こうした視点から現在の日本国政府によるアイヌ政策が「主流化と周辺化」、北海道アイヌ協会とアイヌ政策推進会議の共依存構造、「制度化されたレイシズム」が論じられる。

「北海道大学に保管されてきた多くのアイヌ遺骨の処遇をめぐる問題に関わっている北大文書開示研究会という組織が、「さまよえる遺骨たち」というブログを使って情報発信している。そのブログで、2016年8月6日に北海道アイヌ協会主催、日本人類学会と日本考古学協会の共催で行われたシンポジウム「考古学・人類学とアイヌ民族 -最新の研究成果と今後の研究のあり方-」に関して、北大文書開示研究会の一員である植木哲也が「フェアな引用をお願いします」という一文を寄稿している。それを読むと、報告者の近藤修という古人類学・形態人類学者が、植木の『学問の暴力』の内容をほぼ正反対のものに歪めて用いていたという。簡単にいうと、植木は児玉作左衛門がアイヌの意向を無視して発掘を強行したことがあったにもかかわらず、「児玉自身はアイヌの理解と協力のうえで発掘を行なったと述べている」ことを批判しているのに対して、近藤の引用では「児玉はアイヌの理解と協力のうえで発掘を行なった」ことにされ、植木が児玉を批判している論旨がすっかり抜け落ちていた。さらに、植木によれば、内容が歪められて引用されたのは植木の著作のみではなく、拙稿(本書第5章)もそうだったらしい。「東村氏は「学問のあり方を容認してきた社会」について検討しているのであって、氏自身が「学問のあり方を容認している」わけではないと思われます」と植木が書いている一文から推測すると、拙稿が学問や社会批判ではなく、反対に学問のあり方を容認したものとして利用されたようである。歴史修正主義と同根であるといってもおかしくないだろう。」(244-245.)

アイヌ遺骨をめぐる古人類学者・形態人類学者たちの対応については、「バイオ植民地主義」として的確な批判がなされている【2022-12-16】。
「制度化されたレイシズム」あるいは「バイオ植民地主義」と決別するに際しては、日本人類学会と北海道アイヌ協会の帰趨が重要であると指摘されている(東村2022「「アイヌ研究」をめぐる植民地主義と植民地主義批判の入れ子構造 -バイオ植民地主義者の著作を中心に-」『多文化共生研究年報』第19号:34.)
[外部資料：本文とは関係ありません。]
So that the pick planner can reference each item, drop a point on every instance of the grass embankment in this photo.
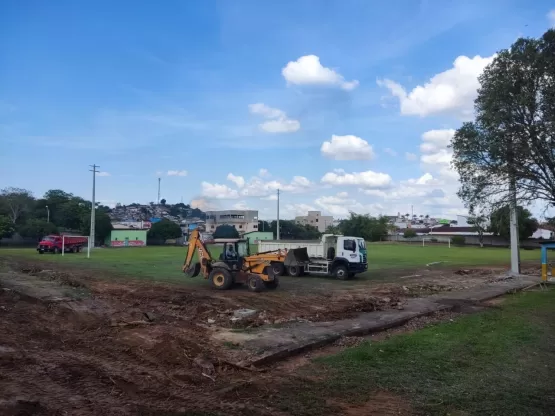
(499, 362)
(164, 263)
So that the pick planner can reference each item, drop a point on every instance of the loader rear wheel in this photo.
(272, 284)
(220, 279)
(255, 283)
(294, 271)
(278, 269)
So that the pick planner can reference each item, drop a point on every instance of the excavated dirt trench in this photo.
(126, 347)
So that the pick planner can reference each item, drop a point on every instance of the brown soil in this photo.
(133, 348)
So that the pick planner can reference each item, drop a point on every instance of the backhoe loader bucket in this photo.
(193, 270)
(296, 257)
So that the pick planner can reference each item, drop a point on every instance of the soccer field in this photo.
(164, 263)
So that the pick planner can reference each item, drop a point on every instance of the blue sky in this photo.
(344, 105)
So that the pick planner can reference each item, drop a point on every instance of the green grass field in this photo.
(164, 263)
(499, 362)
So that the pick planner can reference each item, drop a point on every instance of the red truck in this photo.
(53, 244)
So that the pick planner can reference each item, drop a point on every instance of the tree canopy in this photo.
(512, 136)
(500, 221)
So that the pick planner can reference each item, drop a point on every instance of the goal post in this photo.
(436, 240)
(86, 244)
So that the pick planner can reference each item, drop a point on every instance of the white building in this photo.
(316, 219)
(243, 220)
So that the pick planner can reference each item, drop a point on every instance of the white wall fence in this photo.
(472, 240)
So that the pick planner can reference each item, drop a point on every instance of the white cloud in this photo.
(278, 121)
(239, 181)
(177, 173)
(367, 179)
(217, 191)
(347, 148)
(261, 187)
(307, 70)
(451, 91)
(265, 111)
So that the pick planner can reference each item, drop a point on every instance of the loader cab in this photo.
(234, 251)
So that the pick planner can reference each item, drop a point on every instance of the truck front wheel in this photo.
(341, 272)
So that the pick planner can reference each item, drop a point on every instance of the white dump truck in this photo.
(333, 255)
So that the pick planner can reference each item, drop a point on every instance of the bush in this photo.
(409, 233)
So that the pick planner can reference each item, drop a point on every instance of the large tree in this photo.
(512, 138)
(527, 224)
(6, 227)
(14, 202)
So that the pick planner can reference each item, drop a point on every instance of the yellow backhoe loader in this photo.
(235, 264)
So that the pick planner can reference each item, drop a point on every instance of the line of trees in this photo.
(56, 211)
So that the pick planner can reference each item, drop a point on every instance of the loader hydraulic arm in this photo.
(204, 258)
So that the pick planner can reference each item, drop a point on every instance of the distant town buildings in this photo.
(316, 219)
(243, 220)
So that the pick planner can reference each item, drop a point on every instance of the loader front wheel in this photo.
(294, 271)
(220, 279)
(255, 283)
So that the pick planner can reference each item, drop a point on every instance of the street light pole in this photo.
(93, 210)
原子力産業複合体にせよ、アイヌ政策複合体にせよ、ここまでその実態が明らかにされている以上、最終的には主権者たる国民一人一人の意識に行き着くことも論を待たないだろう。
文化振興に限定した日本的先住民政策を突き詰めるのか、それとも世界の先住民政策に適合した先住権を認めるのか。
研究倫理指針の行方そして副葬品などの文化財返還とも密接に関わる事柄である。